The healing process involves putting the substance on the torn fabric, applying warm water, and pressing the edges together. The fabric then reattaches, effectively repairing itself. The said coating, called polyelectrolyte, consists of positive and negatively charged polymers.
Melik C. Demirel, a professor of engineering science and mechanics at Penn State, said that they were looking for a way to make fabrics self-healing using conventional textiles. So they came up with this coating technology, the invention could prove beneficial for expensive clothing, such as wool and silk, which are not cheap to replace or repair.
The liquid could also be applied to new clothing as a coating, so garments would have the inherent ability to repair themselves with a little water and pressure.

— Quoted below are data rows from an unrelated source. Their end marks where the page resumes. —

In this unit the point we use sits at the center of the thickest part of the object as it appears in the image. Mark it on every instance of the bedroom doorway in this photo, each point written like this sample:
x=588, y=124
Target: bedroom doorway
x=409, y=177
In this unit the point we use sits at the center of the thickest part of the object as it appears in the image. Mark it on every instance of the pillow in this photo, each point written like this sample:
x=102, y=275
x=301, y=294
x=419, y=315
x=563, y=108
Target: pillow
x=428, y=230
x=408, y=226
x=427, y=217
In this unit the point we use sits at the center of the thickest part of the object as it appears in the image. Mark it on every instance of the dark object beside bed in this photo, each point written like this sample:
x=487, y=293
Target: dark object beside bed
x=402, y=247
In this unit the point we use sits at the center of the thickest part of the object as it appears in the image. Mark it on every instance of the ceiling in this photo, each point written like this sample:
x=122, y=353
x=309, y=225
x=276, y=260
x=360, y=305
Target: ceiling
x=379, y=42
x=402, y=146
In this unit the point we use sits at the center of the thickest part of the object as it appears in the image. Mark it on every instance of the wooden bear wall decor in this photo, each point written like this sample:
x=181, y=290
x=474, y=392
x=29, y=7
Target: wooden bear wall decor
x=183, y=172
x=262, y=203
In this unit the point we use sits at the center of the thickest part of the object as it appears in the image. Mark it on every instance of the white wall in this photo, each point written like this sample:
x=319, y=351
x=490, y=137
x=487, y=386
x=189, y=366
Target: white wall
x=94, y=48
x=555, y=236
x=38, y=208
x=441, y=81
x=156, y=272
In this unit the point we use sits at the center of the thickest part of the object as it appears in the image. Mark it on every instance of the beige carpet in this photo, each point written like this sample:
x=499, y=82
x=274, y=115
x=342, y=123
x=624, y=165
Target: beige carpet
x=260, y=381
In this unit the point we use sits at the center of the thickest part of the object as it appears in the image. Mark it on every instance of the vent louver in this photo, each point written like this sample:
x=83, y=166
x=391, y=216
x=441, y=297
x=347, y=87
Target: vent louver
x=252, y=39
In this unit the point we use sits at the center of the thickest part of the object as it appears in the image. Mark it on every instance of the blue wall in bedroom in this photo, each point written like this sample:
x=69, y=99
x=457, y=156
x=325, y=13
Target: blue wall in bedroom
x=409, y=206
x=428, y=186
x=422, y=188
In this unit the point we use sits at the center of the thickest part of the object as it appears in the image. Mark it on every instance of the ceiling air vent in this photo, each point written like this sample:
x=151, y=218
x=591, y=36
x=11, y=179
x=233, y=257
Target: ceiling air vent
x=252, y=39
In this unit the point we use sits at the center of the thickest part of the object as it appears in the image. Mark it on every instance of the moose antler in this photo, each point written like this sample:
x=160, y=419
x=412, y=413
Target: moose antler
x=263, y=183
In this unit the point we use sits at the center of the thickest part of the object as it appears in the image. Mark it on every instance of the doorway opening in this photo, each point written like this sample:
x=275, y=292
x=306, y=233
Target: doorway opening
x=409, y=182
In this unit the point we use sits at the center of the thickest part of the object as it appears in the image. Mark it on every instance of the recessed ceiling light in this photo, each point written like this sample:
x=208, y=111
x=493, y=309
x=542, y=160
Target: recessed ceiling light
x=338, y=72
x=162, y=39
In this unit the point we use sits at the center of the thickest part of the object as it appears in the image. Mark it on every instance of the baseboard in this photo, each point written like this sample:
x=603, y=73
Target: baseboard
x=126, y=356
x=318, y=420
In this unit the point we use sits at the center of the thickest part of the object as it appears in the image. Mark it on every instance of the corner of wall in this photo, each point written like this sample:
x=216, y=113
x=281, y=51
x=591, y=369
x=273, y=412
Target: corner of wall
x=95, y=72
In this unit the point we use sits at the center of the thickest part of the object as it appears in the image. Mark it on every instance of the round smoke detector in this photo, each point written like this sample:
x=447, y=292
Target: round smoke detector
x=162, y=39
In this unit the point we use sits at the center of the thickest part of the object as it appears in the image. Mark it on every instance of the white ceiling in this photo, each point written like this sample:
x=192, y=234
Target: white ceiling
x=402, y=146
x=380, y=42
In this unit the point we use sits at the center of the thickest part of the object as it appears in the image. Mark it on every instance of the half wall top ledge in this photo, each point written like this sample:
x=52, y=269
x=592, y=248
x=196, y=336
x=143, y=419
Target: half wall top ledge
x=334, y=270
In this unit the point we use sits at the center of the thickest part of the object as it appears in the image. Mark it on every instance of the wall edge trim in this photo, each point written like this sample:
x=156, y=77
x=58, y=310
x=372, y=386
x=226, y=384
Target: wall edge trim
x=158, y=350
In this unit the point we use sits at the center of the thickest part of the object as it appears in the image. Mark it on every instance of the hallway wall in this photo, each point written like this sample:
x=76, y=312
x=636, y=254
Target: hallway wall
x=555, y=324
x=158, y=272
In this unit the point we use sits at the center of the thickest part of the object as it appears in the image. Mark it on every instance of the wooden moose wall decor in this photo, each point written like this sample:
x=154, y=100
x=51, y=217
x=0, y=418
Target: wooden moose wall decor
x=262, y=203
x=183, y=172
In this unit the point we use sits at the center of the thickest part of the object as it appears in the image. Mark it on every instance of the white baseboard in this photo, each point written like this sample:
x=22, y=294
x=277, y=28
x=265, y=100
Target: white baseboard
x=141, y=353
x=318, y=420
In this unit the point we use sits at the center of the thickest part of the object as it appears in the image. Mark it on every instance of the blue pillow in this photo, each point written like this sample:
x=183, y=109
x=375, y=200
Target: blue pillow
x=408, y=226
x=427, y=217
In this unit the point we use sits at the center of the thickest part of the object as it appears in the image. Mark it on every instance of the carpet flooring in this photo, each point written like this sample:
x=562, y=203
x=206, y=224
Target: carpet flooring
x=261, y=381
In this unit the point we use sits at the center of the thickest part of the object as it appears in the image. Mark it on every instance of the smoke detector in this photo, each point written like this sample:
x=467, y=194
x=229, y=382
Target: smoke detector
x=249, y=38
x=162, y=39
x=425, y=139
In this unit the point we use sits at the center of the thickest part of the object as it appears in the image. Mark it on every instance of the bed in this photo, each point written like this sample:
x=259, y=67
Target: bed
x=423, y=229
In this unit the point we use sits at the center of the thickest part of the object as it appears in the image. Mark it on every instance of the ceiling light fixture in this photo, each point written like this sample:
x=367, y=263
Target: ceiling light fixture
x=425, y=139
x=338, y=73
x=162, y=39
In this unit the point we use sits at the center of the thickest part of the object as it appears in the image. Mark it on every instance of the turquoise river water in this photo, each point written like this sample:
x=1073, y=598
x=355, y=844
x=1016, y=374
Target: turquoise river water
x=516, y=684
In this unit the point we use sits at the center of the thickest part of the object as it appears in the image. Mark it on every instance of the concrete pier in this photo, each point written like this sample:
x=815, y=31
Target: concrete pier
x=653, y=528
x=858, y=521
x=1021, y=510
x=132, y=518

They currently dip the whole garment to create the advanced material, said Demirel. But they could do the threads first, before manufacturing if they wanted to. As the thin coating will increase the overall strength of clothing, could also be tailored to particular fabrics.
According to the researchers, the coating could protect farmers from exposure to organophosphate pesticides, soldiers from chemical or biological attacks, and factory workers from accidental releases of toxic materials. It could also be used on medical meshes to minimize the risk of infection.
The special liquid, when applied to any torn fabric, does not affect its quality and is strong enough for machine wash.
The research was published in the journal ACS Applied Materials & Interfaces.